Saturday, 24 November 2012

Korean Cowboys? (Re-review)

Yesterday I put together an archive page of all the things I'd written on this blog. Whilst I did this I read back through some old blog posts and realised how bad some of them were. Here I am wanting to promote my blog and it has some terrible reviews. So, I've decided to re-review a few. Particularly ones on films that I want people to read about. Today's film is a western with a twist: it is Korean. It is a tribute to classic westerns, particularly The Good, The Bad, and The Ugly, but it it is its own movie entirely. This is The Good, The Bad, The Weird. (Original review, should you want to compare, is here)

The plot plays tribute to the overall story from The Good, The Bad, and The Ugly. Well, at its most basic level. Three men, one treasure. Leading to the treasure is a treasure map which is in the bag of a very important banker on a train somewhere. On that train is Yoon Tae-goo (Kang-ho Song), otherwise known as The Weird, with the intention of stealing a load of money from this banker. Also on the train is bounty hunter, Park Do-won (Woo-sung Jung), The Good, trying to make some money by catching criminals, like Yoon Tae-goo. Planning to stop the train is Park Chang-yi (Byung-hun Lee), The Bad, and his thugs in order to get his hands on the map. Havoc breaks out and, somehow, Yoon Tae-goo (The Weird) gets away with the map. Cue a wild goose chase to get the map and the treasure: the three men constantly battling for the map as well as being pursued by the Japanese Army and Chinese Bandits. With too many battles to count, who will get there first, and alive, to claim the treasure?

The expression, 'You're screwed,' springs to mind.

When the film was announced, fans of Korean action were sceptical towards Byung-hun Lee playing the bad, borderline psychopath, Park Chang-yi. Their worries were completely ungrounded. Lee does not just nail the role, he encapsulates it. He makes it his own. If there is ever an American remake of the film, there is no one who could capture the role quite like Lee. He is cruel, brutal, smart, vengeful, and sexy. He strikes a perfect balance with his co-stars. Both he and Jung (The Good) are calm, cool, and collected which contrasts wonderfully with Song's manic, weird, and crazy performance as Yoon Tae-goo. Song brings most of the comedy to the film, dodging bullets with a divers helmet, getting offended that his bounty is only the amount of a used piano. He never slips from his excitable persona but there is clearly something deeper, more psychotic there. Finally, Woo-sung Jung is the coolest of the bunch. Swinging through the skies on a rope firing at Chinese thugs, it doesn't get much cooler than that. He never raises his voice or does anything extreme, but at all times it seems that he is the one in charge. His interaction with Song's Weird shows his power, smarts, and also his wit.
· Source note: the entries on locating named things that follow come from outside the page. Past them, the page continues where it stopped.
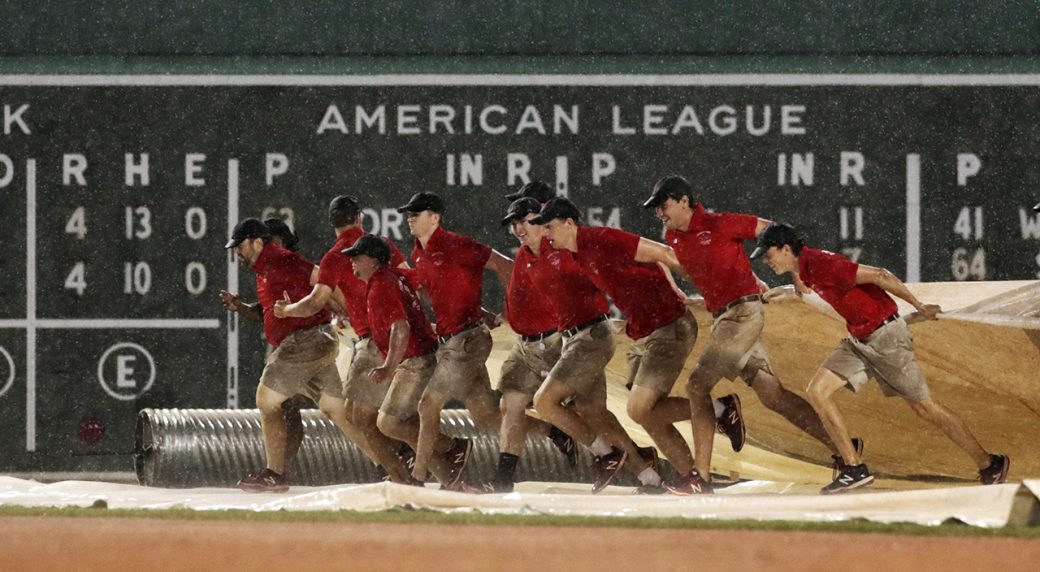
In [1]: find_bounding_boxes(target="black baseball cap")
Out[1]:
[643,175,693,209]
[340,234,390,264]
[749,223,802,260]
[505,181,556,205]
[530,197,581,225]
[397,192,444,212]
[263,216,300,251]
[502,197,542,227]
[224,218,270,249]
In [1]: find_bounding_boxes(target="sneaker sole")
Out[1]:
[831,437,864,480]
[990,456,1011,485]
[820,474,874,495]
[592,452,628,494]
[238,485,289,493]
[729,393,748,452]
[665,485,714,496]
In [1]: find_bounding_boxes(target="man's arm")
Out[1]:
[368,318,412,384]
[275,284,332,318]
[755,217,773,238]
[856,264,942,319]
[217,290,263,321]
[484,250,513,288]
[635,236,694,300]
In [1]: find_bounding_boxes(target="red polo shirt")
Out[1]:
[798,246,899,339]
[253,242,332,347]
[528,238,610,332]
[412,227,491,336]
[505,240,556,336]
[665,203,758,312]
[366,268,437,360]
[575,227,686,340]
[318,227,405,337]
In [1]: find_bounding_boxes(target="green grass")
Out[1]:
[0,505,1040,540]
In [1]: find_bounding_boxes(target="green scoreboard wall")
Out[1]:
[0,74,1040,472]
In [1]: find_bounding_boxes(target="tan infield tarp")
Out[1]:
[0,476,1036,527]
[474,281,1040,488]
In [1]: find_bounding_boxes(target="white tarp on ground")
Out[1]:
[0,476,1040,527]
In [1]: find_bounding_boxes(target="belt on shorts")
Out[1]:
[711,294,762,319]
[563,314,606,338]
[856,312,900,343]
[437,321,480,343]
[520,330,556,343]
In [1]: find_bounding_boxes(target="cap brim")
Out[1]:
[643,194,662,209]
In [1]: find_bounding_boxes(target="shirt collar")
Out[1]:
[415,225,447,251]
[686,203,707,232]
[253,242,278,274]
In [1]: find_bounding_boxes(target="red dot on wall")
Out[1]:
[79,417,105,445]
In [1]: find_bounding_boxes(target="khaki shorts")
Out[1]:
[626,312,697,395]
[260,326,343,401]
[380,354,437,419]
[697,301,775,385]
[549,320,615,396]
[823,318,930,404]
[498,333,564,395]
[343,338,390,409]
[426,324,493,401]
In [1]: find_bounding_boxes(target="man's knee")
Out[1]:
[907,399,938,420]
[375,412,401,437]
[686,366,720,397]
[535,384,560,413]
[805,370,844,409]
[417,395,444,421]
[251,385,286,415]
[626,394,656,425]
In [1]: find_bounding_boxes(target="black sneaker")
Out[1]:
[820,465,874,495]
[662,469,714,496]
[592,447,628,494]
[549,427,578,467]
[716,393,747,452]
[831,437,863,480]
[979,454,1011,485]
[441,439,473,489]
[635,447,660,471]
[238,468,289,493]
[397,443,415,473]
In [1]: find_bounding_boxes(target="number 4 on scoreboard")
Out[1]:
[66,262,86,296]
[66,207,86,239]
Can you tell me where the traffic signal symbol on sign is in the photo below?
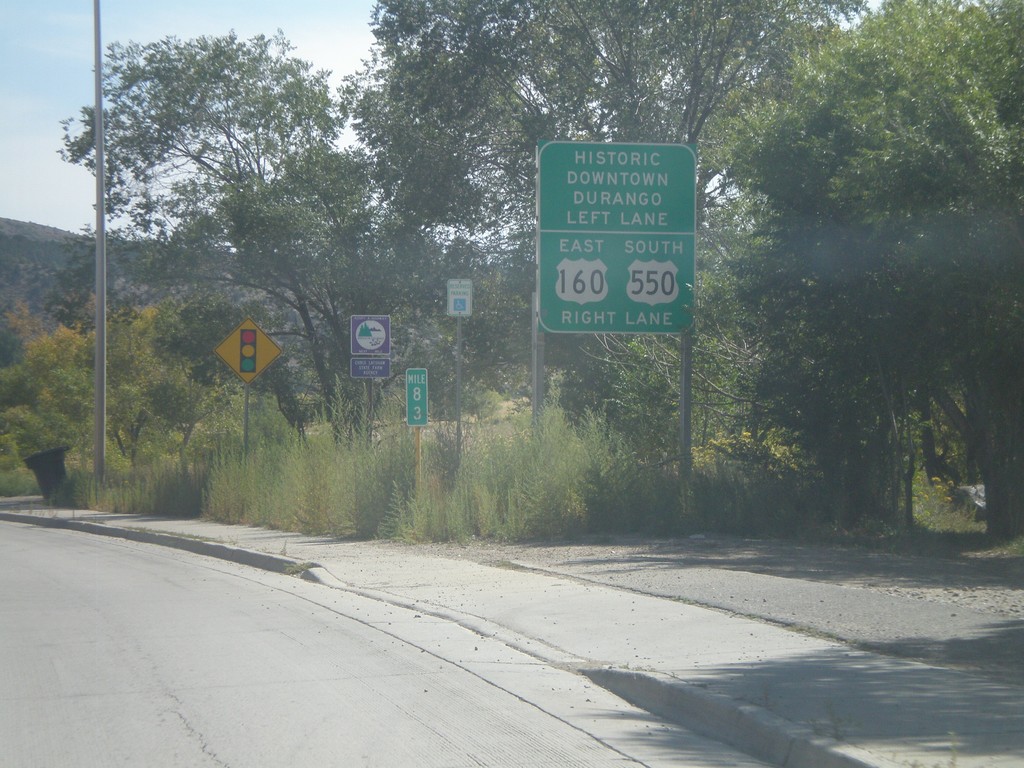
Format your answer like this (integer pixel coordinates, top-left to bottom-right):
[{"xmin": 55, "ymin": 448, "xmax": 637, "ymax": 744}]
[
  {"xmin": 239, "ymin": 328, "xmax": 256, "ymax": 374},
  {"xmin": 214, "ymin": 317, "xmax": 281, "ymax": 384}
]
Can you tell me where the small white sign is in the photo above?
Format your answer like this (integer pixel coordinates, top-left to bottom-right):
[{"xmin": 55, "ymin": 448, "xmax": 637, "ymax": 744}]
[{"xmin": 449, "ymin": 280, "xmax": 473, "ymax": 317}]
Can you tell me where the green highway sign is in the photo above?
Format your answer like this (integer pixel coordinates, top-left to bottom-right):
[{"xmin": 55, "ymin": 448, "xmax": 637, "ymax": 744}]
[
  {"xmin": 537, "ymin": 141, "xmax": 696, "ymax": 333},
  {"xmin": 406, "ymin": 368, "xmax": 427, "ymax": 427}
]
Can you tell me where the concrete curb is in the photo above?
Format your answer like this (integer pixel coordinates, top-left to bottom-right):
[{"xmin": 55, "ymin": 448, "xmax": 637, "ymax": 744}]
[
  {"xmin": 0, "ymin": 511, "xmax": 906, "ymax": 768},
  {"xmin": 0, "ymin": 512, "xmax": 305, "ymax": 573},
  {"xmin": 580, "ymin": 668, "xmax": 905, "ymax": 768}
]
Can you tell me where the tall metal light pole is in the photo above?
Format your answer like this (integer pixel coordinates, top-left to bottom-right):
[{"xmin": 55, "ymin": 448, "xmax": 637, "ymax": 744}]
[{"xmin": 92, "ymin": 0, "xmax": 106, "ymax": 486}]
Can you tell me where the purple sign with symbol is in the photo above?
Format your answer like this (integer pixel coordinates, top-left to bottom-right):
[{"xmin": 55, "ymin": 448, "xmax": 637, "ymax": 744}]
[{"xmin": 349, "ymin": 314, "xmax": 391, "ymax": 355}]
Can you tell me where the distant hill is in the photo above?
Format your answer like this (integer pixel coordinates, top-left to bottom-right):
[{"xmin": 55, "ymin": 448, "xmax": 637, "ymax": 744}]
[{"xmin": 0, "ymin": 218, "xmax": 91, "ymax": 314}]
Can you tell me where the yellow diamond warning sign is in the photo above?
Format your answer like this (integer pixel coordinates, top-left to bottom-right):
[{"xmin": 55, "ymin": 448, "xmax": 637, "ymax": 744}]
[{"xmin": 214, "ymin": 317, "xmax": 281, "ymax": 384}]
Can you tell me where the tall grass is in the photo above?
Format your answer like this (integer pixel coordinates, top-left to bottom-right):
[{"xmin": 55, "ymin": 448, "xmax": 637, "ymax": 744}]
[
  {"xmin": 196, "ymin": 408, "xmax": 678, "ymax": 541},
  {"xmin": 393, "ymin": 407, "xmax": 678, "ymax": 540},
  {"xmin": 204, "ymin": 429, "xmax": 413, "ymax": 537}
]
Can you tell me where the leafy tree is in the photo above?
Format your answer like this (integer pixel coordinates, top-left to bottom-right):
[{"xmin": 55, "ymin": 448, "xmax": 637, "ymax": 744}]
[
  {"xmin": 348, "ymin": 0, "xmax": 859, "ymax": 442},
  {"xmin": 66, "ymin": 35, "xmax": 407, "ymax": 421},
  {"xmin": 0, "ymin": 326, "xmax": 93, "ymax": 458},
  {"xmin": 734, "ymin": 0, "xmax": 1024, "ymax": 537}
]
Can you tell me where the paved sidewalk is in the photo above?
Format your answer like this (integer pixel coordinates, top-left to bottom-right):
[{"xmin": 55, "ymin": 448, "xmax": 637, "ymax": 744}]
[{"xmin": 6, "ymin": 500, "xmax": 1024, "ymax": 768}]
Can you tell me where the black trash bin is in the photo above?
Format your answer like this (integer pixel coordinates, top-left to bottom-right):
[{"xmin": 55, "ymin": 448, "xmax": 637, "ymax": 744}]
[{"xmin": 24, "ymin": 445, "xmax": 68, "ymax": 501}]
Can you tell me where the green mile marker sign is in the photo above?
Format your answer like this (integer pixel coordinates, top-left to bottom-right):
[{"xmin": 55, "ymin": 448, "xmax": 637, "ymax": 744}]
[{"xmin": 537, "ymin": 141, "xmax": 696, "ymax": 334}]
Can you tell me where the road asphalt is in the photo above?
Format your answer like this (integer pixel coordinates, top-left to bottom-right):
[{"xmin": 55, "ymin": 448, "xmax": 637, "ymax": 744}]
[{"xmin": 0, "ymin": 499, "xmax": 1024, "ymax": 768}]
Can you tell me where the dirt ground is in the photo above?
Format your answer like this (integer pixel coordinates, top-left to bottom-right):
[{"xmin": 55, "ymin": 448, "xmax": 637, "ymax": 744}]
[{"xmin": 403, "ymin": 536, "xmax": 1024, "ymax": 618}]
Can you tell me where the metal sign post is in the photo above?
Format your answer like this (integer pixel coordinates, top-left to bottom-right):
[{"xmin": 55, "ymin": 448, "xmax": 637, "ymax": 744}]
[
  {"xmin": 406, "ymin": 368, "xmax": 428, "ymax": 489},
  {"xmin": 447, "ymin": 280, "xmax": 473, "ymax": 462}
]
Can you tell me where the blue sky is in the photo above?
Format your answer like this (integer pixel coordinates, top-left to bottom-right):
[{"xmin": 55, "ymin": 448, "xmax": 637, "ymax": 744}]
[{"xmin": 0, "ymin": 0, "xmax": 374, "ymax": 231}]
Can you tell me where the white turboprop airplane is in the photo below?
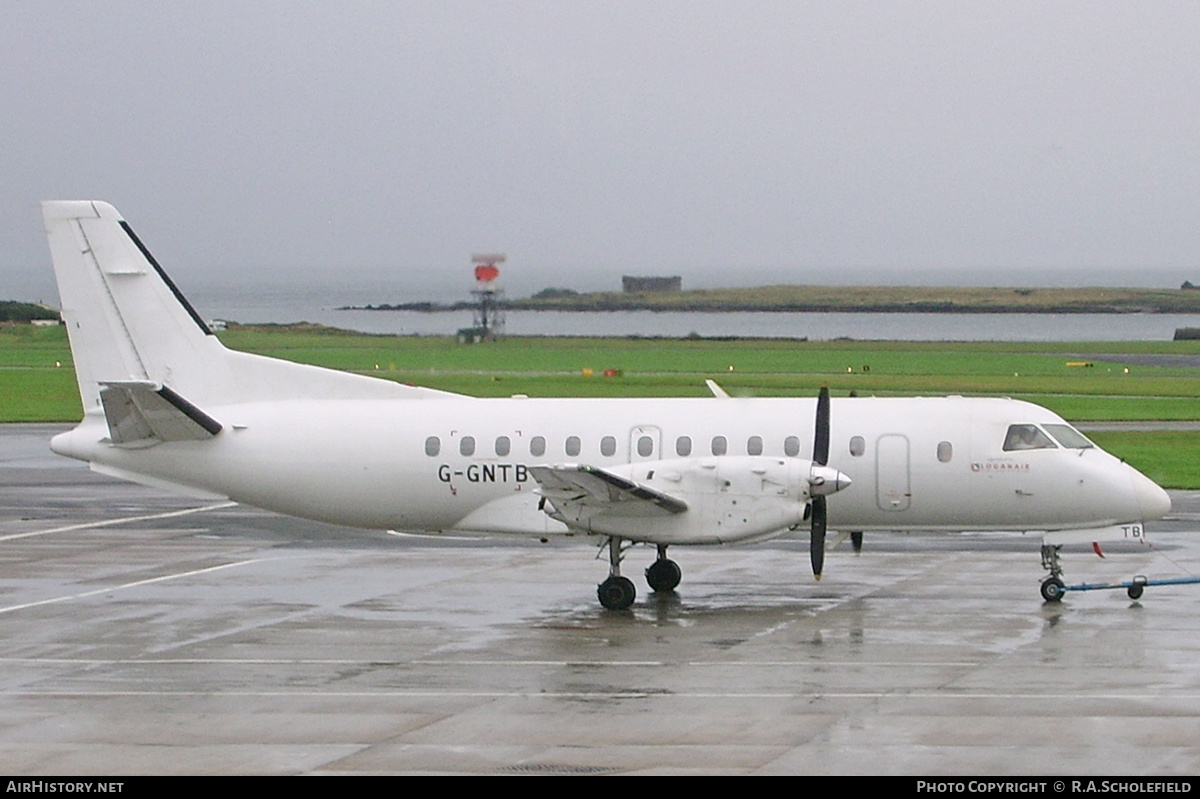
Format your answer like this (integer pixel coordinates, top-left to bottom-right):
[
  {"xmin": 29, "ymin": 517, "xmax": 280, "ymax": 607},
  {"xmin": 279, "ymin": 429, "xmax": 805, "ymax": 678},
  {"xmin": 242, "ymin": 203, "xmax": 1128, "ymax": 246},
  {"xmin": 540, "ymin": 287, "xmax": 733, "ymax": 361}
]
[{"xmin": 42, "ymin": 202, "xmax": 1170, "ymax": 609}]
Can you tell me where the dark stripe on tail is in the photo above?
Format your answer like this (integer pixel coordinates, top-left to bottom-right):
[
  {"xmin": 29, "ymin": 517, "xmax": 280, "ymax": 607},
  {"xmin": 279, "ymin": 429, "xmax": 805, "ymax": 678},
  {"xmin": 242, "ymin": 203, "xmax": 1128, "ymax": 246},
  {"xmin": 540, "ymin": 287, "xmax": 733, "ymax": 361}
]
[{"xmin": 120, "ymin": 220, "xmax": 212, "ymax": 333}]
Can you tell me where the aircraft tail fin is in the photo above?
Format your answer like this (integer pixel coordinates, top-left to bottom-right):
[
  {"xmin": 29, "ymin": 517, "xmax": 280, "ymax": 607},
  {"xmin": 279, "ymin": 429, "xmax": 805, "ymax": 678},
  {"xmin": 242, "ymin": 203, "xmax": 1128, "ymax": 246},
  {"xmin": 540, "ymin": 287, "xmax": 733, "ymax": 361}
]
[
  {"xmin": 42, "ymin": 200, "xmax": 224, "ymax": 413},
  {"xmin": 42, "ymin": 200, "xmax": 446, "ymax": 417}
]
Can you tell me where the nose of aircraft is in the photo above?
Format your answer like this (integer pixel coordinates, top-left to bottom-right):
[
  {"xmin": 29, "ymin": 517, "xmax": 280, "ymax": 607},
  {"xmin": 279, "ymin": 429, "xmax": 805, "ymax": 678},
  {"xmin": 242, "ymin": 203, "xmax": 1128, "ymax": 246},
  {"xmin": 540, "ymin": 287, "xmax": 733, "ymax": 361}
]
[{"xmin": 1129, "ymin": 467, "xmax": 1171, "ymax": 521}]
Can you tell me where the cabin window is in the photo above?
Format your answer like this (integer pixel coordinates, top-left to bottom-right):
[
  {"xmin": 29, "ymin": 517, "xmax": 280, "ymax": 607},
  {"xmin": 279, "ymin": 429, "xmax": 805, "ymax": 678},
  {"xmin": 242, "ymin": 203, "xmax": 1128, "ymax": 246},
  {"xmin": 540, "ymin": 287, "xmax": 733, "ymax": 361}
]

'How to Look Good Whilst Killing' The latest novel from Park Chang-yi

Direction from Jee-woon Kim is possibly the most underrated that cinema has to offer. There is no film shot quite like The Good, the Bad, The Weird. Cameras follow the action closely but also give a feeling that the audience are involved. Spinning camera shots through action creates the illusion the the audience are now right there, experiencing it through a first person perspective. Not only this, but a lot of it is simply beautifully shot. The men riding through the desert on horses or motorbikes, shooting one another over long empty landscapes, riding horses at sunset, everything is just astounding. The script, too, is something that is completely underrated. It may be due to the language barrier but not only is it hilarious, it is also peculiarly philosophical - "People must know that they’re going to die, and yet they live as though they never will. Hilarious." There's a brilliant moment near the beginning in which the Chinese thugs are overlooking the chaos on the train and discuss how they have no clue what is happening. A very funny moment. Also, listen out for the tribute to The Good, The Bad, and The Ugly's iconic score during the visually breathtaking chase scene near the end. Super.

An incredible example of foreign films being better than a lot of the films that Hollywood produces. Specifically, it looks at remakes not being the only option for great films. This film is a tribute that has a similar base plot to The Good, The Bad, and The Ugly, but solidifies itself as a classic without actually remaking the film it adores. A must see. If you're put off by the idea of subtitles, you are missing out horribly. Do a bit of reading and watch this fantastic film.

Best Bit? Well, it'll have to be the final chase scene. Everything about it is awesome. It is on such a massive scale, and yet it is easy to follow all the individual characters as they fight. Simply brilliant.